The news about Bucknell buying the Theater hit me hard. I thought about the couple I had met that used to live on the second floor of what is now the bookstore; how heartbroken she was that Bucknell had bought her home and put in an escalator. I imagined the “old charm” of the interior being replaced by chairs similar to those in Bucknell’s student center. I imagined the movie selection going from classics to modern busts. I felt for the directors, Ellen and her assistant that I knew from working closely with, as they wouldn’t have the same authority over the Theater’s operations anymore. But, fortunately, I couldn’t have been more wrong.

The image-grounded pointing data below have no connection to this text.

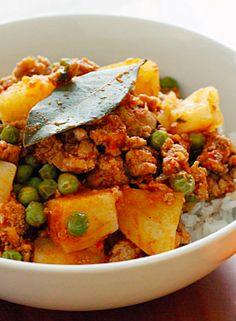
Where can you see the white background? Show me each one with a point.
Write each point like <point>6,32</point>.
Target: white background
<point>215,18</point>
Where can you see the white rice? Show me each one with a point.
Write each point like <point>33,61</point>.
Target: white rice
<point>208,217</point>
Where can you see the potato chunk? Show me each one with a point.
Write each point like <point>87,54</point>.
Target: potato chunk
<point>99,206</point>
<point>46,251</point>
<point>150,219</point>
<point>148,81</point>
<point>7,174</point>
<point>18,99</point>
<point>198,112</point>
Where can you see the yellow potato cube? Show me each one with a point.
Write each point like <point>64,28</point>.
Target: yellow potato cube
<point>148,81</point>
<point>45,251</point>
<point>99,206</point>
<point>148,219</point>
<point>7,174</point>
<point>17,100</point>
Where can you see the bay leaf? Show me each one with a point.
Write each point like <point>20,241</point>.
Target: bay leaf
<point>85,99</point>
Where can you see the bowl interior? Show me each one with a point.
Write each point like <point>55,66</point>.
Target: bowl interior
<point>191,58</point>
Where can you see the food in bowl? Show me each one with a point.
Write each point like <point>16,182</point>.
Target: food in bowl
<point>105,164</point>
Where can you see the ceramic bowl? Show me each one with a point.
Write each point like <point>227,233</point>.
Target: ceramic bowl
<point>195,61</point>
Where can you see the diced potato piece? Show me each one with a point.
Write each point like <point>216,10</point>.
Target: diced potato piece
<point>148,81</point>
<point>46,251</point>
<point>7,174</point>
<point>17,100</point>
<point>198,112</point>
<point>148,220</point>
<point>99,206</point>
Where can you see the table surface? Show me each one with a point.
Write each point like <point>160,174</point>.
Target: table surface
<point>214,297</point>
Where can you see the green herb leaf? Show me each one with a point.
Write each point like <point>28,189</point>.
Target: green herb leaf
<point>85,99</point>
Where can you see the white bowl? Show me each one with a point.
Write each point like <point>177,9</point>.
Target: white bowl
<point>194,60</point>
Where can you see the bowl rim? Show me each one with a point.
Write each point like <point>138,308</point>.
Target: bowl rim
<point>135,263</point>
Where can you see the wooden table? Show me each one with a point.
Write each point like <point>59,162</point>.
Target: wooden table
<point>211,299</point>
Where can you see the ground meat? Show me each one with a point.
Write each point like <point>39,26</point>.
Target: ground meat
<point>151,102</point>
<point>12,228</point>
<point>9,153</point>
<point>216,153</point>
<point>109,172</point>
<point>63,72</point>
<point>140,162</point>
<point>201,185</point>
<point>175,158</point>
<point>80,134</point>
<point>139,121</point>
<point>124,250</point>
<point>80,157</point>
<point>134,142</point>
<point>111,133</point>
<point>183,140</point>
<point>30,66</point>
<point>220,185</point>
<point>232,161</point>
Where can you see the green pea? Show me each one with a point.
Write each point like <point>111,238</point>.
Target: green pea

Although I’m not a fan of the new leather couches (the old ones were bigger and softer), the remodeling of the Campus Theater was done beautifully. The orange and blue seats are subtle, as they should be, and the “feel” of the Theater has been preserved. The staff, directors, and owners still possess control over the day-to-day operations of the Theater so the movie selections have not gone downhill. Actually, the Campus Theater is able to show more movies and receive grants from the State to fund these expenses. On top of this all, Bucknell has successfully utilized the space for learning experiences, with documentaries, workshops and for film design classes. The Campus Theater would have absolutely not been able to stay open had it not been for Bucknell, and as one of the 5 oldest Theaters in the United States that would have been a tragedy. That Bucknell saved the Campus Theater in its mission to make profit, gives me hope that not all big businesses are bad (after sitting in class reading otherwise every week, I was starting to wonder…).